Esta sinfonia, a mais longa do repertório sinfônico usual e atualmente uma das mais amadas pelos especialistas, se baseava inicialmente em um programa relacionado a uma relação panteista do ser humano com o mundo natural, relação que é alegre na maior parte do tempo mas alcança um momento de pensativo desespero no breve 4º movimento com solo de mezzo-soprano. As palavras ali são do Zaratustra de Friedrich Netzsche, que naquela década de 1890 alcançava ao mesmo tempo grande fama como escritor e, pessoalmente, vivia seus últimos anos internado com neurossífilis.

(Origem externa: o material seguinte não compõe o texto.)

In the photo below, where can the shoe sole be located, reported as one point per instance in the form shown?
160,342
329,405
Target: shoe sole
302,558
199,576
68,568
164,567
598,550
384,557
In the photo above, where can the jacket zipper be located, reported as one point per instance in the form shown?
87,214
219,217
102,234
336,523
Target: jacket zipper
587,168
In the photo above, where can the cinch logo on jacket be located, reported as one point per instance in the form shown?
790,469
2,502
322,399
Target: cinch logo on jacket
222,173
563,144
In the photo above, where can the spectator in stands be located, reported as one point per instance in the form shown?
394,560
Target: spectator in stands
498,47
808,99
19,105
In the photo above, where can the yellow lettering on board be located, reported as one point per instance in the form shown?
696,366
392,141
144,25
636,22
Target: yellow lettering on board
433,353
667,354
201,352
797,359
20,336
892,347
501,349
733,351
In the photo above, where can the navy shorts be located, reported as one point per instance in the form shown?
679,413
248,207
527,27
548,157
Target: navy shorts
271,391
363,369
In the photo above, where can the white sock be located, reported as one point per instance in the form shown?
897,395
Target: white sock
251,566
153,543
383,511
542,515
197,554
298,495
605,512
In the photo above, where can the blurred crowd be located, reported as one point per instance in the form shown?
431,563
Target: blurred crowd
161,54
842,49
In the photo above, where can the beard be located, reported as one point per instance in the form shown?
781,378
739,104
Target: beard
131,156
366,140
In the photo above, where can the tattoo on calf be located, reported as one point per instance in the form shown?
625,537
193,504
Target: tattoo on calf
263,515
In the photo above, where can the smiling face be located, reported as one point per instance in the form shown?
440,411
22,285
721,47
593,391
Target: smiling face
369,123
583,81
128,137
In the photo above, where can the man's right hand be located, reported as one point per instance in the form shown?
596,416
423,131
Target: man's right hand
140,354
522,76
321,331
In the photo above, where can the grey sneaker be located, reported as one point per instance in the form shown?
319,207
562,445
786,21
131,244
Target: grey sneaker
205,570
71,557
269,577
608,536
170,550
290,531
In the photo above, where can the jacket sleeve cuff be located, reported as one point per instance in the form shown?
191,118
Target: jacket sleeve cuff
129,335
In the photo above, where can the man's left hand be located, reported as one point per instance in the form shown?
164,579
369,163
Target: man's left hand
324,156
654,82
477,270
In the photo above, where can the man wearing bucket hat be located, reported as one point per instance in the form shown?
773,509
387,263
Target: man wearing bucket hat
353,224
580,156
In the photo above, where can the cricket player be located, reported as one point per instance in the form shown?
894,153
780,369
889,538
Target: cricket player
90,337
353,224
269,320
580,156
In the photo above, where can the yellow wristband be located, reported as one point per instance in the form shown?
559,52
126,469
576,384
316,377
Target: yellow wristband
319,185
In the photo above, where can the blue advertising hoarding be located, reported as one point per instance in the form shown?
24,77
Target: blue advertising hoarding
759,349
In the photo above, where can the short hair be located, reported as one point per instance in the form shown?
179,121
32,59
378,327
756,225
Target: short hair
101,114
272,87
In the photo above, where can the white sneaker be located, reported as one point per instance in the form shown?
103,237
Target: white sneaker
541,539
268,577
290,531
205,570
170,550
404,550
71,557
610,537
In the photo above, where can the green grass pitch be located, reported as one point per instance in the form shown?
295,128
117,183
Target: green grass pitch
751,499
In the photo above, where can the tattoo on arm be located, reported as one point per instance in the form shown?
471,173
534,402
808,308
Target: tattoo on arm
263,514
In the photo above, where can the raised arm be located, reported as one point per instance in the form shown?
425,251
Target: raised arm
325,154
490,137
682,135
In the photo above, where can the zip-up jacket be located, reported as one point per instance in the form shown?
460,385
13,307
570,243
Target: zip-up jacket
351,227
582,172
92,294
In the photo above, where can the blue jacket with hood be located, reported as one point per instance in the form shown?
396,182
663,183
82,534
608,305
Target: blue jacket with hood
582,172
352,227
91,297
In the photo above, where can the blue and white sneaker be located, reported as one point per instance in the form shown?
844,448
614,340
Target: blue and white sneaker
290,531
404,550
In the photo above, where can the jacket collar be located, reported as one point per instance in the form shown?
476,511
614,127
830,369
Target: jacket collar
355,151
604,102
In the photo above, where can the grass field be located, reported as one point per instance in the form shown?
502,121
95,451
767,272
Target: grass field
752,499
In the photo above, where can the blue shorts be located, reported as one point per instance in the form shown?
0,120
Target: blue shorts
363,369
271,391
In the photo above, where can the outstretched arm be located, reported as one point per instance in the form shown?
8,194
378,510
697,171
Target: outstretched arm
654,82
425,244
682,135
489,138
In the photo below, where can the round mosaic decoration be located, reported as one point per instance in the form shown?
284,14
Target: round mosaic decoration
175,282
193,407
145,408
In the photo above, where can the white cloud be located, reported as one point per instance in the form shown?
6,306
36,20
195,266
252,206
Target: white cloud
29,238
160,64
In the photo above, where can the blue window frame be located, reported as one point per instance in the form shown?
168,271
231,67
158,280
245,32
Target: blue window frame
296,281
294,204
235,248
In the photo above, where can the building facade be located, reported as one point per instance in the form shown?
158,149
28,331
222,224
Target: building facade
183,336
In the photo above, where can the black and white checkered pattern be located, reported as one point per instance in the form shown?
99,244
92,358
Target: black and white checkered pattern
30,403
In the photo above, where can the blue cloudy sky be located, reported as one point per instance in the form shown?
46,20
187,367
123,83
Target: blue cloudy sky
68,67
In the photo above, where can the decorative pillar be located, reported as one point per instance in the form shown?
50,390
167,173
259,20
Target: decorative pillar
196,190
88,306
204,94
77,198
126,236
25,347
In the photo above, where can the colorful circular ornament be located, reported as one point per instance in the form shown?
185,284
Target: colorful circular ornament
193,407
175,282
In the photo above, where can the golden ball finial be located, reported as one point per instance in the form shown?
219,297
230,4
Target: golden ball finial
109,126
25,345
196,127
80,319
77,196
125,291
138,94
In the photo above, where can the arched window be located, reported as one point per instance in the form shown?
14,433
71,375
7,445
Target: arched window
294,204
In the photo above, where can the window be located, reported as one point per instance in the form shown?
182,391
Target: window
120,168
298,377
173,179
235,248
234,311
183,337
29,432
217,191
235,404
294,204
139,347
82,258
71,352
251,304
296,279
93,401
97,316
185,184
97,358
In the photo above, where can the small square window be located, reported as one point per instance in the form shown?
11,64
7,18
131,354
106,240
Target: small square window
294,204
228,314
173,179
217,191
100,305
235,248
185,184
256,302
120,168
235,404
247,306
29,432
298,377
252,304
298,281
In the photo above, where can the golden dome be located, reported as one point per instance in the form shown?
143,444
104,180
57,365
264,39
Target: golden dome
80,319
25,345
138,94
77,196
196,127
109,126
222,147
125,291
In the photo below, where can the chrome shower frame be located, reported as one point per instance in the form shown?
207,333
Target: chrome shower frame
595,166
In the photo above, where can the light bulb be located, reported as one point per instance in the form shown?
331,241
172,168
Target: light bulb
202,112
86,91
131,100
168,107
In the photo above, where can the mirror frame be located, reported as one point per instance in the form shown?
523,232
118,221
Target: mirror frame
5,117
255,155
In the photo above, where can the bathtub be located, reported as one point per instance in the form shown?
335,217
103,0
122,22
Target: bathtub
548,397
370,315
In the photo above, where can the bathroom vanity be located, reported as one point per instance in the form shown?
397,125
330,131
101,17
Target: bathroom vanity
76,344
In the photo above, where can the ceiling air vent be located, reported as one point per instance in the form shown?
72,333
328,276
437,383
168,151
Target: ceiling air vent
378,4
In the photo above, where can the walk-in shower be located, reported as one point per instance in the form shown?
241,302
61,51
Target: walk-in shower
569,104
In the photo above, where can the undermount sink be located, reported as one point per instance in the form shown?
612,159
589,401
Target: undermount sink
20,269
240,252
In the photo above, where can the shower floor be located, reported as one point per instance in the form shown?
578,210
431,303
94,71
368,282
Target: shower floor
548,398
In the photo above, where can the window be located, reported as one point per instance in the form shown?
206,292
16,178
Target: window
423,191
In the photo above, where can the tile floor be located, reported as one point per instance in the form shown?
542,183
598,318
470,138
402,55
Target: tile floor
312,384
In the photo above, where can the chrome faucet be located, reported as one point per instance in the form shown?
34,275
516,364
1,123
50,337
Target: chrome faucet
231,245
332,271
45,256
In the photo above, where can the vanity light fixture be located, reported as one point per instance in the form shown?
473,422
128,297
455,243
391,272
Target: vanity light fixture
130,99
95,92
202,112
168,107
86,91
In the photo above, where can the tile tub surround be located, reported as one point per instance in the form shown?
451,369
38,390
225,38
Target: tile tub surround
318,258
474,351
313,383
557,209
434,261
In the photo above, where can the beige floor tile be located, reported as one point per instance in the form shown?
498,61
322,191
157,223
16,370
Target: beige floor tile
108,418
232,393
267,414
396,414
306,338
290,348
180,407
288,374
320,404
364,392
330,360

Múltiplas fontes indicam que Mahler era um leitor atento de Nietzsche, assim como de literatura russa, tendo recomendado a Schoenberg que estudasse menos contraponto e lesse mais Distoievsky. Em 1892, um ano antes de Gustav Mahler iniciar esta 3ª Sinfonia (que ele concluiu em 1896), uma publicação em Leipzig pelo Dr. Max Zerbst afirmava, sobre a popularidade do autor de O Nascimento da Tragédia e da Genealogia da Moral:
“Há dois Nietzsches. Um é o mundialmente famoso ‘filósofo na moda’, o brilhante poeta e mestre soberano da língua alemã e do estilo, de quem todos falam na atualidade e em cuja obra algumas frases de efeito mal-compreendidas se transformam em duvidoso patrimônio comum das pessoas ‘cultivadas’.” O outro Nietzsche corresponderia à real essência do autor, que ele (Zerbst) e seus colegas eruditos compreendiam ou pretendiam compreender. Se Mahler compreendia bem ou mal o filósofo, isso já é assunto para os biógrafos e, no fundo, um detalhe pouco relevante.

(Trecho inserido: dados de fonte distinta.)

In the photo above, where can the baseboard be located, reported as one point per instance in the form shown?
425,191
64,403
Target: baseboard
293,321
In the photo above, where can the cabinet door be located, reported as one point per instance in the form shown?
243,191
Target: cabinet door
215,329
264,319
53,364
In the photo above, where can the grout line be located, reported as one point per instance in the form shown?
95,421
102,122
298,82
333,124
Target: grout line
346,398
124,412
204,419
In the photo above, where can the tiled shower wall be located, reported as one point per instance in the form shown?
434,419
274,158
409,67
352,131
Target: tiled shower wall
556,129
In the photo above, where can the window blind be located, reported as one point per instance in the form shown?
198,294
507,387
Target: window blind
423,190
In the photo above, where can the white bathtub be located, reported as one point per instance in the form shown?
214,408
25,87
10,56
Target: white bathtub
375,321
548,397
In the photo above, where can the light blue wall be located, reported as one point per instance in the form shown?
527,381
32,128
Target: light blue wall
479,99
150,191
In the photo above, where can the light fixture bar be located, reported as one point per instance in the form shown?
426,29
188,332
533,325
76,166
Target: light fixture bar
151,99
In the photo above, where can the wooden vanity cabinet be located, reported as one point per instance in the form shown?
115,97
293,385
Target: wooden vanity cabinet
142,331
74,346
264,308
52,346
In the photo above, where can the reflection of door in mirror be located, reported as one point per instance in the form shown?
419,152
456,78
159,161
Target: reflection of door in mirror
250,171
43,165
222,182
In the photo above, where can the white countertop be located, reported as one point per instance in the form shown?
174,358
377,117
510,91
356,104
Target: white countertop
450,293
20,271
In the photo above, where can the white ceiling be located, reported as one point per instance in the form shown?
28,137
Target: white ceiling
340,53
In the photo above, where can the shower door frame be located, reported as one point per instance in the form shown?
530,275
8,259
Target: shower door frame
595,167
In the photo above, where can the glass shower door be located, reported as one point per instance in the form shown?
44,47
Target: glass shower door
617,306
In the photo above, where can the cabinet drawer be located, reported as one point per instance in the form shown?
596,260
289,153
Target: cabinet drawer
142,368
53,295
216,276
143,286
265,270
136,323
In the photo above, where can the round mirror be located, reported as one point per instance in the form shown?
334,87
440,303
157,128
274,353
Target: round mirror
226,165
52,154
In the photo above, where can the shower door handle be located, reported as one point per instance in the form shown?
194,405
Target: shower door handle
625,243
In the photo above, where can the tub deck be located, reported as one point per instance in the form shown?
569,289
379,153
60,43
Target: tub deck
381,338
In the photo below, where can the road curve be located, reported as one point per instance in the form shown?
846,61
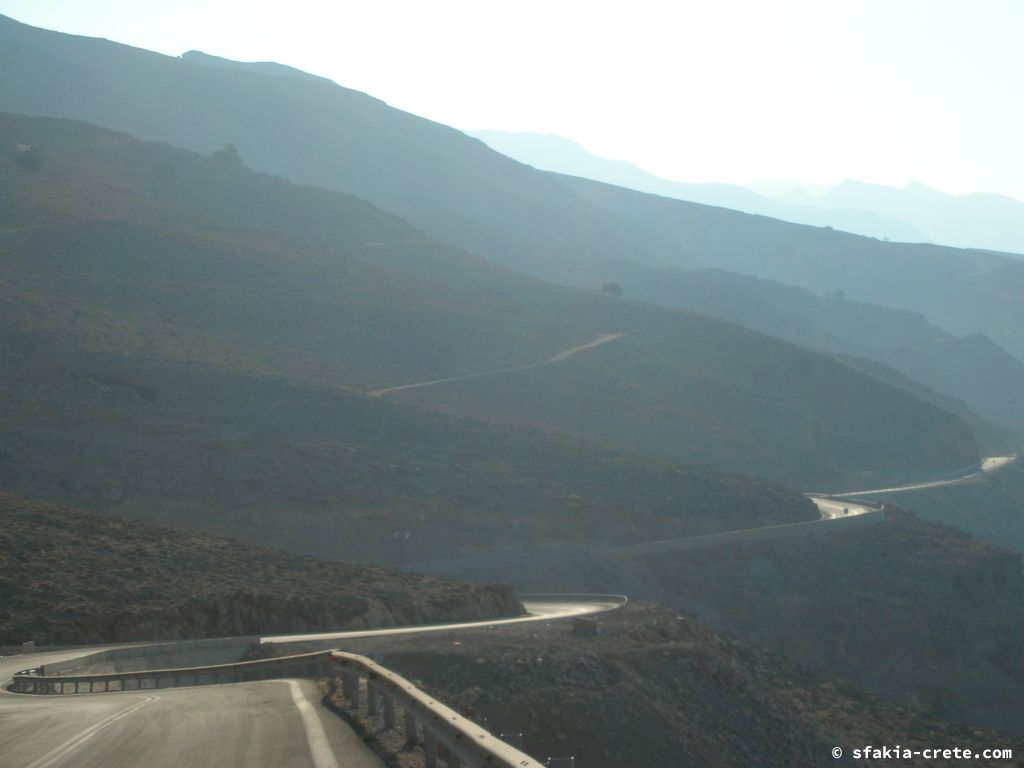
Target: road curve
985,466
272,723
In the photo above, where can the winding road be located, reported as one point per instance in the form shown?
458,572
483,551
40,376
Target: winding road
280,722
274,723
563,355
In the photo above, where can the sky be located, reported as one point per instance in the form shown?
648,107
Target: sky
886,91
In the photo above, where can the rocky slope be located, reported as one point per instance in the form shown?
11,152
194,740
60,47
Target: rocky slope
69,577
656,687
922,613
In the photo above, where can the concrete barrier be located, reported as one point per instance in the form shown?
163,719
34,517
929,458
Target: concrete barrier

Imaginemos, em todo caso, que a leitura do irônico e inquieto Nietzsche ajudou Mahler a se afastar da pompa majestosa da música sinfônica da sua época (Wagner, Bruckner, Strauss…) Ou melhor dizendo: Mahler utiliza, quando lhe convém, os meios orquestrais lapidados por Wagner e Bruckner, aquelas sonoridades ainda mais brilhantes, grandiosas e luxuosas que as de Beethoven. Mas ele alterna, em cada uma de suas obras, essa orquestra grandiosa com momentos camerísticos, canções populares, de modo que o luxo parece conviver lado a lado com melodias que se ouvia na rua.

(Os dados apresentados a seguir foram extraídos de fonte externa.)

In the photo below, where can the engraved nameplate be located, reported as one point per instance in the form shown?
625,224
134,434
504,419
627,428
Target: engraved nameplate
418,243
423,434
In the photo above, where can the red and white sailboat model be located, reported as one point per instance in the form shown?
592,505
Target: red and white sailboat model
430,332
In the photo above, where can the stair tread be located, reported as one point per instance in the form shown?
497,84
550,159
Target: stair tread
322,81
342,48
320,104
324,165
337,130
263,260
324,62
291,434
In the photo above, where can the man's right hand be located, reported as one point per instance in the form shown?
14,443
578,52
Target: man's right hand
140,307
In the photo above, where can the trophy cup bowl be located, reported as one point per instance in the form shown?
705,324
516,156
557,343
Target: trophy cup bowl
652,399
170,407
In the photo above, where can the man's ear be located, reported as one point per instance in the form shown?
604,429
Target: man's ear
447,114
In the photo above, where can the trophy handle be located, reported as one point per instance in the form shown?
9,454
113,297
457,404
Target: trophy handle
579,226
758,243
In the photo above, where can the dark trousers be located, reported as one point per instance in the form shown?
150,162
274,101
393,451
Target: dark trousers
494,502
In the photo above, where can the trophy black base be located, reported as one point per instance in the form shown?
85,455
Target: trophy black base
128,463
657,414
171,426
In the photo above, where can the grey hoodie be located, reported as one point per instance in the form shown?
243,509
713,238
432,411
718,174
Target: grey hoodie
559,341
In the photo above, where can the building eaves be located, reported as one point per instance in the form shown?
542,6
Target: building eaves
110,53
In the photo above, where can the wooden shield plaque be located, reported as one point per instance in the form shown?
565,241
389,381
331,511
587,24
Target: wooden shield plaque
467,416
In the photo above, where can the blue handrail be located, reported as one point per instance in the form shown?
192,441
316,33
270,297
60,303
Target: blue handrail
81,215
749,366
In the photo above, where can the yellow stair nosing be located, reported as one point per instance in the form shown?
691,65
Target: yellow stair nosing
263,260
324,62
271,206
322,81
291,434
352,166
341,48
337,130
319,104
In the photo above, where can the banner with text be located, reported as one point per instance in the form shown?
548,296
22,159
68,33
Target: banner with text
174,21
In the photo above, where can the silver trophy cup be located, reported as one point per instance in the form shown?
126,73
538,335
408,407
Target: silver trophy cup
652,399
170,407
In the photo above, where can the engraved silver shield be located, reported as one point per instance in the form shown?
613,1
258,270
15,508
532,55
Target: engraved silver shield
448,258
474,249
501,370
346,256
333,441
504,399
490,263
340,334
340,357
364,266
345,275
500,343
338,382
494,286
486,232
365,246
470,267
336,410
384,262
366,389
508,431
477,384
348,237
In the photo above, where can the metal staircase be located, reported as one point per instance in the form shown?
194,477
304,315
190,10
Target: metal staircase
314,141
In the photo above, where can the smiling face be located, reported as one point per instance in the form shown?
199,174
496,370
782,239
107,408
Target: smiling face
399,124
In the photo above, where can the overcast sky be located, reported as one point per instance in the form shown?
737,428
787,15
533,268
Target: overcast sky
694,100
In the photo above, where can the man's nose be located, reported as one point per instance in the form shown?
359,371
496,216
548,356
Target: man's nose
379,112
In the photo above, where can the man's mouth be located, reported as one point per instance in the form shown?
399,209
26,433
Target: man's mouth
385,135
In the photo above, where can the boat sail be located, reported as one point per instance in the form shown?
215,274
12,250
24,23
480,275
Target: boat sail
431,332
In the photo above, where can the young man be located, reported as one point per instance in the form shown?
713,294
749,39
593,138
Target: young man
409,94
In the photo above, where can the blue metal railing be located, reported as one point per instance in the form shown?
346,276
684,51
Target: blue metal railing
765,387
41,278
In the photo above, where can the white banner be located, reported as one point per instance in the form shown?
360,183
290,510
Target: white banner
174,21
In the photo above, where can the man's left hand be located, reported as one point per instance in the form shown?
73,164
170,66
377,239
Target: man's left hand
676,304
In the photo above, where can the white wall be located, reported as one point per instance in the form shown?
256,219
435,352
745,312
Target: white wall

Em cada uma das suas sinfonias, e mais ainda nesta longa Terceira que às vezes parece uma versão secularizada da grandiosa Criação de Haydn, há momentos grandiosos, elevados, emocionantes. Mahler deixa claro que estudou bem as orquestrações de Berlioz e Wagner. Mas também, em cada uma das sinfonias, há quebras nessas espectativas monumentais. Em uma introdução para uma edição das canções (Lieder) de Mahler, Richard Specht mostra esse caráter duplo de Mahler:
“Nos séculos passados devia ser assim que cantavam soldados, pastores e camponeses nas feiras das pequenas cidades” e ao mesmo tempo a “admirável instrumentação alcança uma delicadeza, uma variedade no colorido orquestral que só a nossa época [Specht morreu em 1930], posterior a Wagner e a Berlioz, poderia conseguir.”
Gustav Mahler (1860-1911): Sinfonia Nº 3 (1896)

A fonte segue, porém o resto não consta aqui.